I've been working with different patches and trying to move patches back and forth between different Unix and Windows machines for testing and it's a bit of a pain. Going either way, line-ending conversion is necessary.

When going from Unix to Windows, it requires changing the LFs to CRLFs by opening in wordpad (but not notepad) and saving to change the line endings or doing "perl -p -e 's/\r/\n\r/g' < in.patch | patch".

When going from Windows to Unix, you have to convert the line endings with "perl -p -e 's/\n/\r\n/g' < in.patch | patch -p0". This would seem to be adding another carriage return to the CRLF, but that's what works for me. And sometimes I can't get it to work at all, and it seems to depend on how forgiving that particular machine's patch command can be. (Unix here refers to Linux, Mac OS X, or Solaris, I get pretty much the same results on any platform)

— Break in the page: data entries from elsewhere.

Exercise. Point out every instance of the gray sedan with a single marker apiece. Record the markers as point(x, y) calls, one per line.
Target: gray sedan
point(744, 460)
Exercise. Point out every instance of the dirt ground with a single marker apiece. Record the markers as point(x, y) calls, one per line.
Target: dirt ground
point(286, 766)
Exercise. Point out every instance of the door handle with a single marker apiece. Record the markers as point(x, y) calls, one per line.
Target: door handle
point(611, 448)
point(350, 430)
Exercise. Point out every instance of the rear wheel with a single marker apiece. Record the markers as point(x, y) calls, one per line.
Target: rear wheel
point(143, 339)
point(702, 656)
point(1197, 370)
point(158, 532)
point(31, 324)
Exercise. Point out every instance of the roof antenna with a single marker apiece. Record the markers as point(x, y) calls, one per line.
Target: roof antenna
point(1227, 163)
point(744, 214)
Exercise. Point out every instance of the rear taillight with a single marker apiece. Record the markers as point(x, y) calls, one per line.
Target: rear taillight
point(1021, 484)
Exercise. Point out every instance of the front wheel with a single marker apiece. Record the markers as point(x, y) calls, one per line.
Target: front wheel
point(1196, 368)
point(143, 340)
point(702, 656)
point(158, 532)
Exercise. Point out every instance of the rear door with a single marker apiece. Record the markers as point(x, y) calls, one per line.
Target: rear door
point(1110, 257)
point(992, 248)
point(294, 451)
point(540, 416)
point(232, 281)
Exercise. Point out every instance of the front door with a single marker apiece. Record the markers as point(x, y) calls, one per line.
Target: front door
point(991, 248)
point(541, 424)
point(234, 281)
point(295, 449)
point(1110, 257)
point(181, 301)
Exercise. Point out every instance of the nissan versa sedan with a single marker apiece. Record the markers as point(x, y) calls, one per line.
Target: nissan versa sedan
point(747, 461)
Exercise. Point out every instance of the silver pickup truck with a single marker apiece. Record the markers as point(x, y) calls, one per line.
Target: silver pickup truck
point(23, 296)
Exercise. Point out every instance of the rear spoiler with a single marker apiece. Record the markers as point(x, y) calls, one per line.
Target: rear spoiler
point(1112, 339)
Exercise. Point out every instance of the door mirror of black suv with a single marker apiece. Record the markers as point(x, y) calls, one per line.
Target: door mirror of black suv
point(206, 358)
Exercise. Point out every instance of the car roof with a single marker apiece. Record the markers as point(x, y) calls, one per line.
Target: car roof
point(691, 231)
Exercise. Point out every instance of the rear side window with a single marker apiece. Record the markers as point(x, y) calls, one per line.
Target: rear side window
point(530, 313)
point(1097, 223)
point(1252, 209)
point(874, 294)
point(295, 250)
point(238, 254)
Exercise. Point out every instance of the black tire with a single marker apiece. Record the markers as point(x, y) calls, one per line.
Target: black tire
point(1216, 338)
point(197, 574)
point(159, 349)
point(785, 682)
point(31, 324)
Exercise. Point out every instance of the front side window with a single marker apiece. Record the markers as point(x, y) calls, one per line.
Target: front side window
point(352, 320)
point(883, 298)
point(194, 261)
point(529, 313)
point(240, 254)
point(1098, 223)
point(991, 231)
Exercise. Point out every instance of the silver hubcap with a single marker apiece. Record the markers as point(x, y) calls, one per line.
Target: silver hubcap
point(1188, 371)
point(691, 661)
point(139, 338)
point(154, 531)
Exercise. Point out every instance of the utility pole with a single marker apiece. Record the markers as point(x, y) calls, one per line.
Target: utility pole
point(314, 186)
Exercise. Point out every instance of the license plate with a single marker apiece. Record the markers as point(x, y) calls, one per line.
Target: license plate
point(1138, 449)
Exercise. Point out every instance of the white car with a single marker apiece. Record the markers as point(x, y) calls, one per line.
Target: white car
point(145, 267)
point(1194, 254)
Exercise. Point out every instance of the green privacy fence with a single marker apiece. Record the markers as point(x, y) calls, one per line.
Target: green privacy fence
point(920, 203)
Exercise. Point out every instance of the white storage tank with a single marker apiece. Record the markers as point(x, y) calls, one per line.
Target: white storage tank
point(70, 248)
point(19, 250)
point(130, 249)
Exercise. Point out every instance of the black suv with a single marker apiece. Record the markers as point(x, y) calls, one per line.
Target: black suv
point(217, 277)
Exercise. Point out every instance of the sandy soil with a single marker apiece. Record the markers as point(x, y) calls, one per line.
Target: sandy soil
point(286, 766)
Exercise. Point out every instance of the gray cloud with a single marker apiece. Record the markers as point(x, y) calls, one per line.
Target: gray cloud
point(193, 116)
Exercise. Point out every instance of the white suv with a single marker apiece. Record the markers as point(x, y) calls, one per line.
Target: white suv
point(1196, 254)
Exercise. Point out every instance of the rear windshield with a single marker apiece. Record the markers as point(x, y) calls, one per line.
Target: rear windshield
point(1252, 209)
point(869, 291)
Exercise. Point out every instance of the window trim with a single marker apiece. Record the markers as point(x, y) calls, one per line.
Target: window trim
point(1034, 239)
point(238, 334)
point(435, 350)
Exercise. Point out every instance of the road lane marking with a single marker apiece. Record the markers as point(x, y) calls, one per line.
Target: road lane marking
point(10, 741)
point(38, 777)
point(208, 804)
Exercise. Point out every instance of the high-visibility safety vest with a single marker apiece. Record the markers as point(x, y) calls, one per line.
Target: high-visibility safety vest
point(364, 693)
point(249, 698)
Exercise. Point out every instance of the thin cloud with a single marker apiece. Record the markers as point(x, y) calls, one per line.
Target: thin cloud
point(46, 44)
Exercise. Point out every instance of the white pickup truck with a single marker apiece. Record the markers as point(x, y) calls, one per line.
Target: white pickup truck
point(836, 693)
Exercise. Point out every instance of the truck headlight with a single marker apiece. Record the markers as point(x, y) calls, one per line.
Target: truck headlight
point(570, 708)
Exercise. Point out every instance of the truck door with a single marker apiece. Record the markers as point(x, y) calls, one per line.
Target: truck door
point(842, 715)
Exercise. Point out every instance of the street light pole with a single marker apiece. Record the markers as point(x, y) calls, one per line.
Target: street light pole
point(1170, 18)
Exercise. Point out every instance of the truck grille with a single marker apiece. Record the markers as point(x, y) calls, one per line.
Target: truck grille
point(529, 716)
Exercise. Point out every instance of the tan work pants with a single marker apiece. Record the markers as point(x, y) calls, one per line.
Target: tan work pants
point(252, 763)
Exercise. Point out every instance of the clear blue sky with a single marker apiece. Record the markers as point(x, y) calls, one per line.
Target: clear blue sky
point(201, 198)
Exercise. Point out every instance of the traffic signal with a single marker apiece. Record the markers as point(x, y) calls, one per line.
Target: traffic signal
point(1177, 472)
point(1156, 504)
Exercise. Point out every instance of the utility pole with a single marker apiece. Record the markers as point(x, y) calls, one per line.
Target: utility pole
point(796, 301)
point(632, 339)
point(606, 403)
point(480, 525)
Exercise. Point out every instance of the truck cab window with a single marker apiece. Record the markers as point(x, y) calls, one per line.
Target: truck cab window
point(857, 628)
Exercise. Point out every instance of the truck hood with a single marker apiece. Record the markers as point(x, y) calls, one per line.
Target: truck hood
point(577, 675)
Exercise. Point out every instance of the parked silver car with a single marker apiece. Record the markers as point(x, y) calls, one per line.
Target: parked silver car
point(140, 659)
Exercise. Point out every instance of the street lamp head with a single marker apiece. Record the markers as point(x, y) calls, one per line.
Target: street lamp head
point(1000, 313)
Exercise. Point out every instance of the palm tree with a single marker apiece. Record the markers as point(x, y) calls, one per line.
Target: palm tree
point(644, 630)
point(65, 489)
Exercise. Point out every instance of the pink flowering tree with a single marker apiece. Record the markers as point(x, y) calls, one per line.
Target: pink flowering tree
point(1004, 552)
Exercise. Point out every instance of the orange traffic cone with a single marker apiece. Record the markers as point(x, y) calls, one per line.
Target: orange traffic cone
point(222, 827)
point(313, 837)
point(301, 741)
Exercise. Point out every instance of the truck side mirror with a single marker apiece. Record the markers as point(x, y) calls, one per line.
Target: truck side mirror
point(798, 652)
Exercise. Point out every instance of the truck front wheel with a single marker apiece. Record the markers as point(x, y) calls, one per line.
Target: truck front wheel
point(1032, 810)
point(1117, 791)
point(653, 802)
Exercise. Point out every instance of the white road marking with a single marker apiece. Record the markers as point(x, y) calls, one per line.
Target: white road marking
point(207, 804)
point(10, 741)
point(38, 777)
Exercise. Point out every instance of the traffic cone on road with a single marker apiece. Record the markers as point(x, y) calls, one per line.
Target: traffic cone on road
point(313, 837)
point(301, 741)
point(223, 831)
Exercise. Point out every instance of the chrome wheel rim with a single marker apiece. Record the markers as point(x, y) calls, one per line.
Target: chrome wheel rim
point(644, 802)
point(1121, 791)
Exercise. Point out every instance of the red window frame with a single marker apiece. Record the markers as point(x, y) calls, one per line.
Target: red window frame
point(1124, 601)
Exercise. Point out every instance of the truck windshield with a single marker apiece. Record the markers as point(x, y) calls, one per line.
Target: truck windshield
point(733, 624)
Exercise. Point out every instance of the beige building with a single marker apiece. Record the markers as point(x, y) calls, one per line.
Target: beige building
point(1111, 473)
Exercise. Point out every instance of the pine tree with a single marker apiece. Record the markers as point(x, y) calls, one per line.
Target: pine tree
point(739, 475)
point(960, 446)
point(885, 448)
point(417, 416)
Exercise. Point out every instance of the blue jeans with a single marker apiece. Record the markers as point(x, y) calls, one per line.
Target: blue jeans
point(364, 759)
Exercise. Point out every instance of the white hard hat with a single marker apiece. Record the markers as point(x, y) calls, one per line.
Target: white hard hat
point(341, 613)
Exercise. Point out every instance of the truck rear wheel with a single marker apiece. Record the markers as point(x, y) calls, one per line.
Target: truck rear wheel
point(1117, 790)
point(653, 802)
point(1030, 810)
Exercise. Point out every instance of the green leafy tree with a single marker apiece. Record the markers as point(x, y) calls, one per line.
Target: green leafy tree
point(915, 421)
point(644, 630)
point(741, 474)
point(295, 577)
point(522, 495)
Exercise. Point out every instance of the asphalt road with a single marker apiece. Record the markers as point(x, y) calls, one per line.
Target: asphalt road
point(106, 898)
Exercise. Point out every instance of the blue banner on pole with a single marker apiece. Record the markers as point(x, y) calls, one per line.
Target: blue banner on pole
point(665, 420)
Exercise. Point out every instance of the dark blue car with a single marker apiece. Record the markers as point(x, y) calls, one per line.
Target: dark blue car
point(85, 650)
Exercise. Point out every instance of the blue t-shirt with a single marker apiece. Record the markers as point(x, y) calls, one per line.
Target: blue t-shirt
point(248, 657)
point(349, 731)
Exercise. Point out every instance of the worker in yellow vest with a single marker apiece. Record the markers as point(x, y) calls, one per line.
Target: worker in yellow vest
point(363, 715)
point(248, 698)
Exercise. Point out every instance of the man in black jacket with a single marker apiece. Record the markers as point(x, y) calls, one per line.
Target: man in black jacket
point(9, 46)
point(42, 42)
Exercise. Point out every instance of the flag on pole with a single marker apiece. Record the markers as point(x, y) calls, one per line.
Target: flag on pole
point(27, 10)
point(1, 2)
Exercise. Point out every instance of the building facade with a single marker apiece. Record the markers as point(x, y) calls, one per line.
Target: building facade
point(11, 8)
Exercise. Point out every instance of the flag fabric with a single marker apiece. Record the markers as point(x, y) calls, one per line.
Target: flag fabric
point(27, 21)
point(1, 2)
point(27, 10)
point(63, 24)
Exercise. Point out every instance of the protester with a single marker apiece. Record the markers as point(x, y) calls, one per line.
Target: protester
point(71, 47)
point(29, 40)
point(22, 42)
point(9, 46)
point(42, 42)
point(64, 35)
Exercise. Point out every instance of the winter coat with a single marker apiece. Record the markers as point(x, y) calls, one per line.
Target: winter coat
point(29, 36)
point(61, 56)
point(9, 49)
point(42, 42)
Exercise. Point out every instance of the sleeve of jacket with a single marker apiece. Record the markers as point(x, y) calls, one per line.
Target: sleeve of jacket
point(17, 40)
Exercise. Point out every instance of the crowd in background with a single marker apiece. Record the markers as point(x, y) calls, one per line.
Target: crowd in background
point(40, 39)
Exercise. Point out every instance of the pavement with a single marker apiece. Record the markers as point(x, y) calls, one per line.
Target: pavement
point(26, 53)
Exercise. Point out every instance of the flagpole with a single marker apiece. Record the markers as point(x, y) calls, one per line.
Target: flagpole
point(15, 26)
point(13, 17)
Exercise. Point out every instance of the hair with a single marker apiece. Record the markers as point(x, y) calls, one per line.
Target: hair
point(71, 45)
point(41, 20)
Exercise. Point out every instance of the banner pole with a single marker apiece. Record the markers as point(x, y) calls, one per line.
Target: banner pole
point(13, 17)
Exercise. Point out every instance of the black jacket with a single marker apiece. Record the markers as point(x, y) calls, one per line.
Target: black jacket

Applying patches from mail is usually not a problem, but only because my native mail programs converts the line endings for me. However, some mail programs word wrap the patch and truncate the lines where patch does not expect them to be broken, thus causing patch to choke at the first place where word wrap occurs. This just may be user error on my part, or maybe the mail program isn't paying enough attention to the headers.

So, question is: is there a way to get around having to convert the line endings? Some magic option to patch to tell it to ignore the line endings in the patch and affected files? Or is this just the pain of working in a mixed Windows/Unix environment?